The US Food and Drug Administration's (FDA) final guidance on controlled correspondence between the agency and the generic drug industry released Monday includes some changes that address industry questions and comments.
Initially released in August 2014, the draft guidance was the fourth guidance document under the 2012 Generic Drug User Fee Act, and was intended to address formal questions posed to FDA prior to the generic drug review process and to clarify questions capable of affecting a product's review.
This guidance provides additional detail and recommendations for industry on:
- what inquiries FDA considers to be controlled correspondence for the purposes of meeting its GDUFA commitment
- what information requestors can include in a controlled correspondence
- what information FDA will provide in its communications to requestors that have submitted controlled correspondence
The agency's definition of "controlled correspondence" encompasses a range of issues that can impact generic manufacturers and related industry (e.g., contract research organizations conducting bioanalytical or bioequivalence (BE) clinical trials, active pharmaceutical ingredient manufacturers, and excipient manufacturers).
Minor Changes to Draft
Revisions to the draft guidance include explanatory information that will assist generic manufacturers as they submit controlled correspondence to FDA. The final guidance also added a description of how to submit information to FDA’s Inactive Ingredient Database, and a description of enhanced communication to requestors regarding the status of their controlled correspondence.

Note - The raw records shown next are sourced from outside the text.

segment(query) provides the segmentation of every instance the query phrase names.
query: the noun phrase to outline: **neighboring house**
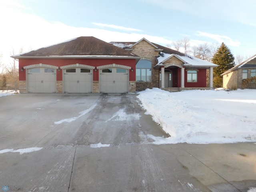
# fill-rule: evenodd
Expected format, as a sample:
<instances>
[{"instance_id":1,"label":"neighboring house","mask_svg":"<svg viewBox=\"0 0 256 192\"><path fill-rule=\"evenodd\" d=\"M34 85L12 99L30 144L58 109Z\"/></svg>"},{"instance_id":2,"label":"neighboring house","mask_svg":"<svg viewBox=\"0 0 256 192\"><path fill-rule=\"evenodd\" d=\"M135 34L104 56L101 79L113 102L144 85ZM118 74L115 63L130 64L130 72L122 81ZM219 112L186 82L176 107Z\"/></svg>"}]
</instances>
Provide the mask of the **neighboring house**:
<instances>
[{"instance_id":1,"label":"neighboring house","mask_svg":"<svg viewBox=\"0 0 256 192\"><path fill-rule=\"evenodd\" d=\"M212 88L213 68L218 66L144 38L108 43L80 37L12 57L19 60L21 93L208 89Z\"/></svg>"},{"instance_id":2,"label":"neighboring house","mask_svg":"<svg viewBox=\"0 0 256 192\"><path fill-rule=\"evenodd\" d=\"M223 88L244 88L243 79L256 76L256 54L221 74L223 76Z\"/></svg>"}]
</instances>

FDA notes in the final guidance three types of inquiries that fall within the definition of controlled correspondence but which the agency has and will continue to treat differently from other inquiries on generic drugs, including (1) requests for recommendations on the appropriate design of BE studies for a specific drug product; (2) requests for review of BE clinical protocols; and (3) requests for meetings to discuss generic drug development prior to Abbreviated New Drug Application (ANDA) submission.
FDA says it will exclude these inquiries from the goal dates in the GDUFA Commitment Letter. Under that letter, FDA action on controlled correspondence letters is set to steadily ramp up from:
- FDA will respond to 70 percent of controlled correspondence in 4 months from date of submission in fiscal year (FY) 2015.
- FDA will respond to 70 percent of controlled correspondence in 2 months from date of submission in FY 2016.
- FDA will respond to 90 percent of controlled correspondence in 2 months from date of submission in FY 2017.
In its comments on the draft guidance, industry group Generic Pharmaceutical Association (GPhA) took particular issue with these exclusions, calling them "unacceptable and inconsistent with the stated GDUFA commitments."
"The GDUFA Commitment Letter in no way contemplated excluding categories critical for information exchange from the controlled correspondence metrics," GPhA says. "In fact, it is because FDA responses to these correspondences have been historically slow, due to resource constraints, industry clearly addressed these concerns in its agreement related to controlled correspondence."
In addition, GPhA takes issue with the guidance's proposal to end communications with requestors when a subject is under consideration but deemed complex.
"This proposal contradicts the fundamental aspects of GDUFA which was designed to enhance the FDA’s scientific knowledge-base and embraced the goals of improving communications and increased transparency," GPhA says. "GPhA respectfully requests FDA to establish a procedure that will assure timely responses to controlled correspondence including those that represent complex issues."
Though it did not directly address GPhA and its concerns about the exclusions, FDA noted that it received multiple comments requesting that it refrain from excluding requests for product-specific guidance on demonstrating bioequivalence. But the agency says it has declined to revise the guidance in that fashion.
Among other things, FDA says that "the short timeframe contemplated for the controlled correspondence responses is inconsistent with the well-established process for issuing product-specific recommendations described in the guidance for industry on 'Bioequivalence Recommendations for Specific Products (June 2010),' as well as with the principles in the GDUFA Commitment Letter."
FDA also said it received a number of comments on its proposal to respond to requests related to issues for which it has not yet determined a policy.
"Upon review of the comments, FDA is revising its recommendations related to such inquiries... if there is a better mechanism for a requestor to obtain comment from FDA on the subject of the request than through a controlled correspondence, the agency will direct the requestor to such a mechanism, e.g., a pre-abbreviated new drug application meeting request or the Regulatory Science Initiative," FDA adds.